Pasar Tenaga Kerja: yang Tumbuh dan yang Tersisih
Perkembangan sektor keuangan dan jasa dalam perekonomian Indonesia memberikan angin surga bagi pencari kerja. Tenaga kerja yang terjun ke sektor nontradable ini jumlahnya tidak sebanyak sektor pertanian, tetapi mereka justru menikmati upah atau penghasilan yang jauh lebih besar. Di sisi lain, pemerintah tidak memberikan stimulus yang cukup untuk menarik tenaga kerja masuk ke sektor pertanian.
Dalam sidang terbuka Dies Natalis Institut Pertanian Bogor Ke-54 di Kampus IPB, Bogor, 6 September 2017, Presiden Joko Widodo menyindir banyaknya lulusan IPB yang bekerja di bank (Kompas.com, 6/9/2017). Sindiran itu dilanjutkan dengan pertanyaan, ”Lalu siapa yang menjadi petani?” Presiden berharap mahasiswa yang sudah berpikiran modern mau terjun ke lapangan, kerja di sawah, di sektor pertanian.
Tidak sulit untuk menduga mengapa lulusan perguruan tinggi, termasuk lulusan dari institusi pendidikan pertanian sekali pun, lebih tertarik bekerja di bank atau bekerja di kota dan enggan turun ke sawah. Jawabannya tak lain sektor pertanian belum menjanjikan kesejahteraan. Bekerja di sawah dianggap belum bisa mengembalikan modal atas semua biaya yang diinvestasikan bertahun-tahun di bangku kuliah.
Hasil survei Litbang Kompas pada 2016 terhadap 1.274 siswa SMA yang akan menyelesaikan sekolahnya menyimpulkan, orientasi siswa melanjutkan pendidikan ke perguruan tinggi didasari oleh dua pertimbangan utama, yaitu idealis dan logis realistis.
Pada pertimbangan idealis, tujuan kuliah didasari oleh keinginan untuk mendapatkan ilmu di jenjang pendidikan yang lebih tinggi dan mewujudkan cita-cita atau impian. Alasan idealis yang diutarakan mayoritas responden siswa ini (75,4 persen) sebenarnya menggambarkan masih belum jelasnya apa yang akan dikerjakan nanti selepas kuliah. Pada akhirnya, siswa dengan pertimbangan idealis ini akan realistis dalam memilih pekerjaan atau profesi setelah lulus kuliah.
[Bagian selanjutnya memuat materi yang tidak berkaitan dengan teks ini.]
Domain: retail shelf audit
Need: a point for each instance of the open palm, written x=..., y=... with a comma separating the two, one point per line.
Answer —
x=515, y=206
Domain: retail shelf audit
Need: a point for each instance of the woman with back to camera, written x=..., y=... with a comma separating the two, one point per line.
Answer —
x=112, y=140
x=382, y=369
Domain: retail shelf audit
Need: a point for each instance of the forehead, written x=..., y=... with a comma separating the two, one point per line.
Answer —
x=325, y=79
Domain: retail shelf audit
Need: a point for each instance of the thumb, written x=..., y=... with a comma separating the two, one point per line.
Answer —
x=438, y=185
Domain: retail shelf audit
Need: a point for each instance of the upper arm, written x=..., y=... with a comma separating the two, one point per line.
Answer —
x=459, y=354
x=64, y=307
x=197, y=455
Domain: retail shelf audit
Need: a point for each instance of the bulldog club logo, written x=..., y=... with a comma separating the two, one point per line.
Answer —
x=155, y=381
Pada pertimbangan logis realistis (disampaikan oleh 16,3 responden siswa), tujuan kuliah sejak awal ditetapkan untuk kemudahan mencari pekerjaan, bahkan lebih spesifik untuk mengejar materi atau kekayaan. Jika pertimbangannya seperti ini, program studi kuliah yang dipilih sudah pasti yang terkait dengan profesi-profesi yang cepat menghasilkan uang atau memberi gaji yang tinggi. Jika begini, pekerjaan di bidang pertanian jauh dari incaran anak-anak SMA yang akan menempuh kuliah.
Kesenjangan penghasilan
Struktur perekonomian kita bisa dikelompokkan ke dalam dua sektor besar, yaitu sektor tradable dan sektor nontradable. Sektor tradable adalah lapangan usaha penghasil barang yang langsung diperdagangkan, yaitu sektor pertanian, pertambangan dan penggalian, serta sektor industri pengolahan.
Termasuk dalam sektor pertanian ini adalah tanaman pangan, kehutanan, dan perikanan.
Sementara sektor nontradable adalah lapangan usaha yang tidak bisa diperdagangkan langsung, seperti sektor listrik, gas, dan air, konstruksi, perdagangan, transportasi, penyediaan akomodasi, informasi dan komunikasi, serta jasa-jasa. Pekerjaan di perbankan termasuk dalam sektor nontradable.
Hasil Survei Angkatan Kerja Nasional (Sakernas) BPS Februari 2017 menunjukkan upah atau pendapatan bersih sektor-sektor nontradable tergolong tinggi. Urutan tiga terbesar upah bersih tertinggi secara berturut-turut adalah sektor informasi dan komunikasi, sektor pengadaan listrik dan gas, serta sektor jasa keuangan dan asuransi. Upah bersih di sektor informasi dan komunikasi rata-rata adalah Rp 4,32 juta per bulan. Upah bersih di sektor pengadaan listrik dan gas rata-rata adalah Rp 4,14 juta per bulan. Upah bersih di sektor jasa keuangan dan asuransi rata-rata adalah Rp 4,09 juta per bulan.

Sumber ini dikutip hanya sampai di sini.